The amyloid beta-amylin interaction: a molecular link between diabetes and Alzheimer’s disease
Clinical studies have shown that type-2 diabetes (T2D) is associated with an increased risk of dementia, including Alzheimer’s disease (AD). The molecular mechanisms behind this association are, however, not well understood. Both of these age-related, chronic diseases feature the accumulation of amyloid protein aggregates (beta amyloid or Aβ in the brain in AD and amylin in the pancreas in T2D). Recent studies at Curtin University suggest that Aβ and amylin can co-exist in AD brain and synergistically interact to potentiate cell death and amyloid deposition. These findings suggest that amylin may modulate the aggregation of Aβ, forming stable hetero-complexes with increased toxicity. The direct interaction of these amyloid proteins is poorly understood, but could play a major role in the genesis and progression of pathological conditions in the brain and pancreas. A number of recent molecular modelling studies have attempted to characterise the structure of amylin and Aβ-amylin oligomers.

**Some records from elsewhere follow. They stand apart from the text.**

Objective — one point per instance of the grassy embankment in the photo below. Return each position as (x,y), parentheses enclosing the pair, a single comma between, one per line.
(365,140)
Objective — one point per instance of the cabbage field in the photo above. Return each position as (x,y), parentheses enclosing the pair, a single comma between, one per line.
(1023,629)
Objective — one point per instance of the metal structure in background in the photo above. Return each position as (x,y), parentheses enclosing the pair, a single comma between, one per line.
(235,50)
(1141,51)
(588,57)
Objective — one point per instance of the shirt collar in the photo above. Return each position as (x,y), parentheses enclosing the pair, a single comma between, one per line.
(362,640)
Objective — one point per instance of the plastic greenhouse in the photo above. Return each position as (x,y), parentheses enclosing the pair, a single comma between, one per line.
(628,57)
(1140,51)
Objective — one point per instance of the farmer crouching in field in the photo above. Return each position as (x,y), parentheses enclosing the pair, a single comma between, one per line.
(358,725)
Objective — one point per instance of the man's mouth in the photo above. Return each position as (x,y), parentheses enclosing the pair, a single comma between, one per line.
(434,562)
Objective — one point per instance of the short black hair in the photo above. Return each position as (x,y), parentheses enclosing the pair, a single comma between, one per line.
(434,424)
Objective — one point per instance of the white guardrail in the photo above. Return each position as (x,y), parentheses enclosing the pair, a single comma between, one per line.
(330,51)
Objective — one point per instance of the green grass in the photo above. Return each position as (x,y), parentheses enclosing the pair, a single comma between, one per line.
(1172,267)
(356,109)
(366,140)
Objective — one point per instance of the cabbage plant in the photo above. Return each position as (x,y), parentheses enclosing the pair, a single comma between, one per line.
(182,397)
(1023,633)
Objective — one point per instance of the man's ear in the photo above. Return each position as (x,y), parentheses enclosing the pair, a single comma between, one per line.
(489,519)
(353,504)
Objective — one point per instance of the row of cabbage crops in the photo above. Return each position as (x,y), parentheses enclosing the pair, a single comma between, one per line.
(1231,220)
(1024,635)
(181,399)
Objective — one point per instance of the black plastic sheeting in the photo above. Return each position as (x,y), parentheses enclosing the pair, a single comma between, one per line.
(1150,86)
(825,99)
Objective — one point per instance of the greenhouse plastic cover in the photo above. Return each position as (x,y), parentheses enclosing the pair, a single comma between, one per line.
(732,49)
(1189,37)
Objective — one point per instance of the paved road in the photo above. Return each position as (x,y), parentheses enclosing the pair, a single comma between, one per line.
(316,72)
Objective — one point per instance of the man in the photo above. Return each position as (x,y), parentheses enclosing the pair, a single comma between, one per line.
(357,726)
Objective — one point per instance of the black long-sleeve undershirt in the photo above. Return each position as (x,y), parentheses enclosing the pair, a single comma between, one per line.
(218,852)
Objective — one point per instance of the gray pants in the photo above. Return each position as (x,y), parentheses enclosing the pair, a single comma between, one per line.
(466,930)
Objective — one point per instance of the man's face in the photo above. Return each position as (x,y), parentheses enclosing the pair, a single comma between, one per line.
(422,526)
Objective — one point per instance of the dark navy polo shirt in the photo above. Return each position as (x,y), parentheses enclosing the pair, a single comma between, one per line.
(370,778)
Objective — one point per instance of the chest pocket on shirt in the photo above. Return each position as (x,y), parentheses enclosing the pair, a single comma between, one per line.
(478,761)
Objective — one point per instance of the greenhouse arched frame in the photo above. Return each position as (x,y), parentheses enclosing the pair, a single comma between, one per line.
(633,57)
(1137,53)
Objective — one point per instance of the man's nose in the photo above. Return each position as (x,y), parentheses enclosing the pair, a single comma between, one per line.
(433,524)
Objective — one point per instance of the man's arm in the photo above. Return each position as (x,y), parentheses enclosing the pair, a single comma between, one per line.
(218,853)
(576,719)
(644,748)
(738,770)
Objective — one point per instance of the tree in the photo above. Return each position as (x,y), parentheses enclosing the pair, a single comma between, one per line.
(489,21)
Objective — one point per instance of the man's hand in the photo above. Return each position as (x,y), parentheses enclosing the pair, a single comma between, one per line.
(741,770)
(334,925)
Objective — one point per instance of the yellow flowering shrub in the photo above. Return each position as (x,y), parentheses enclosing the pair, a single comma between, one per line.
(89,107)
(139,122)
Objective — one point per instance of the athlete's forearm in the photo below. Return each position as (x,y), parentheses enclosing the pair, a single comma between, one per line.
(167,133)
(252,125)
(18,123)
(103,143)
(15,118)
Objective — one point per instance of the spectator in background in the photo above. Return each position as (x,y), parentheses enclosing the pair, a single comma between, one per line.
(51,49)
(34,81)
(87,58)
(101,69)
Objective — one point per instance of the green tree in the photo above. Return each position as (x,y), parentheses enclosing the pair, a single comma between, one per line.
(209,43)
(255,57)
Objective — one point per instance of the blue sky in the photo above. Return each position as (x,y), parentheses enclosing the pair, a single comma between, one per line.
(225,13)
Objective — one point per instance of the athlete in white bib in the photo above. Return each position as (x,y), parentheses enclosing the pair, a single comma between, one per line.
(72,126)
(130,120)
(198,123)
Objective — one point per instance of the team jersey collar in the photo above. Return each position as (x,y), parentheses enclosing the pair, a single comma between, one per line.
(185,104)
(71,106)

This project will use molecular modelling approaches to study the interactions of Aβ and amylin and the structure of Aβ-amylin complexes. Molecular dynamics (MD) simulations will be used to investigate the nature and affinity of the interactions between Aβ and amylin, the structure of the complexes formed and the factors that control them. The findings will be compared and validated with data obtained from surface plasmon resonance (SPR), isothermal titration calorimetry (ITC), circular dichroism (CD) and thioflavin-T aggregation assays, such that a full characterization of the kinetics and affinity of binding between Aβ and amylin can be obtained, including changes to their structure upon the formation of their complexes. The outcomes of this project will shed much needed light into the cross-seeding mechanisms that underlie the pathological roles of these proteins in AD and T2D.